対策本部では各国防衛隊からの問い合わせと情報交換でオペレーター達がせわしなく連絡を続けていた。
そんな中またしても現れた大型の火炎災害獣、変わらず攻撃の効果はないが周辺への被害が大きい為やむを得ず防衛機構の戦力を出撃させて対応に当たった。だが予想外の乱入者が現れた、一人の少女だ。
空から突如現れた彼女は瞬く間に火炎災害獣の不可思議な光線による攻撃で仕留め、防衛機構の機体の肩へと止まりこう伝えて来た「イツキ長官へと取り次いで欲しい、イツキ・ツムグが帰ってきたと」。
対策本部を指揮していたその責任者の名が挙がった瞬間、場は静まり返り、視線は集中した。
「……いいだろう、通信を開け」
「父さん、俺が居なくなってからどれだけ時間が経った?」
「三ヵ月だ、聞きたい事は山ほどあるがそれは後だ、お前はあの塔の事を何か知っているのか」
イツキ・タダシ、シルス……いやツムグの父である彼はあくまで職務を全うする事を優先した。例えどんなに大事な家族でも、行方知れずだった息子であったとしても。それよりもまずは目の前の危機への対策が先決であった。
「あれは別の世界からの侵略者だ、危機に陥ってる世界を救うためにこの星を資源にしようとしている。あのタワーはその為の装置だけど……今壊せば集めたエネルギーが溢れ出して地上が吹っ飛ぶかもしれない。ひどければ逆流して世界中が滅茶苦茶になるかもしれないから下手に攻撃しないでほしい。ただ猶予は三日ぐらいしか残ってない。その間にどうにかあの塔の素材を破壊して制御を奪い、奪われたエネルギーを元に戻す必要がある」
向こうの世界でクラレスティアと共に推測した情報を告げる、別の世界。という言葉にイツキ長官は納得がいった。どこを探しても居ない訳だ、そしてそんな世界で何があったのかはわからないが。それでも誰かの為に戦おうとする息子の姿が誇らしかった。が今はそれは後だ、その言葉が本当であれば時間は残されていない。
「長官、今の言葉を信じるのですか」
「偽物かもしれません」
「しかしエネルギーを吸収しているのは事実です」
周囲の者達の動揺は尤もだ、だが決心が揺らぐ事はない。いつだってそうだ、やるべき事をやるのが我々の仕事なのだから。

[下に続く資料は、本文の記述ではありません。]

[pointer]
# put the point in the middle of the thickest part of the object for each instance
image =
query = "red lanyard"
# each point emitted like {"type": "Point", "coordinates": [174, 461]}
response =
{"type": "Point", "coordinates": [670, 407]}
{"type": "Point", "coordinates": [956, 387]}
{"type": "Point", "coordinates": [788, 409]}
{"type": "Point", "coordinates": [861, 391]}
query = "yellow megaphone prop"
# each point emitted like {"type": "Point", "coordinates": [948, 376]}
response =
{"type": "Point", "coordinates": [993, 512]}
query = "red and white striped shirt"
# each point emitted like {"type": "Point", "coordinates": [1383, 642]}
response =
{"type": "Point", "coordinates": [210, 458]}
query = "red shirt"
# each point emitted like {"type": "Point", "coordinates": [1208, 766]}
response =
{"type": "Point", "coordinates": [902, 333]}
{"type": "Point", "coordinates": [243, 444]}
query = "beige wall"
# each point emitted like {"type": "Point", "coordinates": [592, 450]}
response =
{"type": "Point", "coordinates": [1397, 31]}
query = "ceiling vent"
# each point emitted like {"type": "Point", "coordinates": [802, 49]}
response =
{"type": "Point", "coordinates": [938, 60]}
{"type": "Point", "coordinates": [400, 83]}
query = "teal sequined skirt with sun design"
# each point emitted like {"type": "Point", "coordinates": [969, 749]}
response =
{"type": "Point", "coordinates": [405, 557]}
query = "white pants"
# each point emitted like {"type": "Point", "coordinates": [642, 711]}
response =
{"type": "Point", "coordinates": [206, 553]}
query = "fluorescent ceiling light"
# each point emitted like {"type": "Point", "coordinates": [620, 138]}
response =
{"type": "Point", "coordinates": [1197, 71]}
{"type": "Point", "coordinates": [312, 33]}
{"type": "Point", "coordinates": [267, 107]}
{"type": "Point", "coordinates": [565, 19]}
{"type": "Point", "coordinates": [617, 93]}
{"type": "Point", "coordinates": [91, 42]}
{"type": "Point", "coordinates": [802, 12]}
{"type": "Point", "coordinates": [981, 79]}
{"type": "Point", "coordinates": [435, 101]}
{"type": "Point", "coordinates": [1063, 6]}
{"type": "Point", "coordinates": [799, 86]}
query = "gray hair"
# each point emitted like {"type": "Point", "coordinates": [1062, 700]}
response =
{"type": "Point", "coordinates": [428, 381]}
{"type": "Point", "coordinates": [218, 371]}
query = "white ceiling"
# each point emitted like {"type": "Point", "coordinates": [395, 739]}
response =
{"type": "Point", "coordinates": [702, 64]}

「全員に告ぐ、ただいまよりあのタワーの素材解析を急ぎ、穴を開ける方法を探せ。そしてツムグ、お前は案内に従い指揮所へ来い。お前の力が必要だ」
「了解、ただいまより出頭します」
通信越しの会話だけではまだ情報が足りない、何があったのかもだが知っている事全てを聞きださねばならない。最善を尽くす為だ。
携帯端末を取り出し、信じられる科学者へと連絡する。
「私だ、ケイに繋いでくれ」
氷の塔の中、胸を抑えていた守護者はようやく落ち着きを取り戻す。この氷の塔、エレメントハーヴェスターを作り出すのにかなりの無茶をしたのだ。己のエネルギーの殆どを注ぎ込んで形成したこれは星からエネルギーを枯渇するまで吸い上げ、やがて満杯となった時に元の世界へ転移して大地へエネルギーを注ぎ込む。いわばスポイトの様なものだ。
事の始まりはユニオンのある貴族が提唱した異世界からの資源調達だ、それは多くの者の耳に止まり……そして人々に思わせた。それが叶えば今より世界はよくなるのかと。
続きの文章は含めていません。